Through Gatsby’s obsessive pursuit of Daisy, the novel explores themes of love, illusion, class, and the corrupting influence of money. Gatsby’s dream of recreating the past and achieving happiness through wealth ultimately proves impossible. When Daisy accidentally kills a woman named Myrtle Wilson in a car accident, Gatsby takes the blame. Myrtle’s husband, misled by Tom, kills Gatsby and then himself. In the end, Daisy retreats into her world of privilege, untouched by the destruction around her. Disillusioned by the moral emptiness of the wealthy, Nick returns to the Midwest.

At its core, The Great Gatsby is about the American Dream—its promise and its failure. Gatsby embodies the dreamer who believes that through determination and material success, he can transform himself and attain happiness. Yet Fitzgerald reveals the dream’s darker side: beneath the glitter of the Jazz Age lies moral decay and the impossibility of recapturing an idealized past. The novel is both a portrait of an era and a timeless meditation on ambition, love, and illusion.

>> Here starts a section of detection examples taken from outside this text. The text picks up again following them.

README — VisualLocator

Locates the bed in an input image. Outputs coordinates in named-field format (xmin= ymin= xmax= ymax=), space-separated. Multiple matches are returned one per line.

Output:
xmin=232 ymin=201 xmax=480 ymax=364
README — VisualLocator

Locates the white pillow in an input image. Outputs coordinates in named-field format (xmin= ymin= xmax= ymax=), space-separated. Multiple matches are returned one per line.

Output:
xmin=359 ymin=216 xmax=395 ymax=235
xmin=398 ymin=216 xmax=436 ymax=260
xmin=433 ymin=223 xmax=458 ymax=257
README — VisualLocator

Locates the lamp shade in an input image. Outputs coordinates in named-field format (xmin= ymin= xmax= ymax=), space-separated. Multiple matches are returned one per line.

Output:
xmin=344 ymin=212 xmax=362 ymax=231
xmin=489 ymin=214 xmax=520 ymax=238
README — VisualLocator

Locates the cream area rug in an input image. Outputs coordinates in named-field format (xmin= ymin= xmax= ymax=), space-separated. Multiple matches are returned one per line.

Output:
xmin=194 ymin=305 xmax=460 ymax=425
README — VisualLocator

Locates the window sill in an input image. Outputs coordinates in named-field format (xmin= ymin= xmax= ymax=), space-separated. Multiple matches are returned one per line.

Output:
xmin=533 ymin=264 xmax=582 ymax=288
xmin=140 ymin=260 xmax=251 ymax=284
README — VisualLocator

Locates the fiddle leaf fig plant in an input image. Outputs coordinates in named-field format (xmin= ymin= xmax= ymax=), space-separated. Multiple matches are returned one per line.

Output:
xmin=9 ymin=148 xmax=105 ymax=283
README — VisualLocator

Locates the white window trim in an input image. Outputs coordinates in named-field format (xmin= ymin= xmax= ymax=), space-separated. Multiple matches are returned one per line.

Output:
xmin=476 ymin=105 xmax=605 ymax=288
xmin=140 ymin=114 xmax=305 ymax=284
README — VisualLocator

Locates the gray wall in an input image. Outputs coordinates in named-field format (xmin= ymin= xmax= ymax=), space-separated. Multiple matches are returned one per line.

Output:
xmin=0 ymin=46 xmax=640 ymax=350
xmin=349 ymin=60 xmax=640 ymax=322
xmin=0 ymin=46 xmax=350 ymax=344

Trump is no longer even trying to conceal his contempt for ordinary Americans. Paul Krugman says that too many commentators are brushing this off as being "tone deaf"; Krugman says no, Trump knows that he is rubbing people's faces  in it and taking pleasure in doing so. He posted in his article entitled "The Great Smirk":

During Trump’s first term Adam Serwer wrote a justly celebrated article for The Atlantic titled “The cruelty is the point.” He argued that cruelty, and the joy some people take from inflicting cruelty, are what bind Trump’s most loyal supporters to him:

Trump’s only true skill is the con; his only fundamental belief is that the United States is the birthright of straight, white, Christian men, and his only real, authentic pleasure is in cruelty. It is that cruelty, and the delight it brings them, that binds his most ardent supporters to him, in shared scorn for those they hate and fear: immigrants, black voters, feminists, and treasonous white men who empathize with any of those who would steal their birthright. The president’s ability to execute that cruelty through word and deed makes them euphoric. It makes them feel good, it makes them feel proud, it makes them feel happy, it makes them feel united.

 Further, Krugman says in his article: 

So, to repeat, the party at Mar a Lago wasn’t a case of tone deafness, living it up despite others’ suffering. It was in large part a party held to celebrate others’ suffering.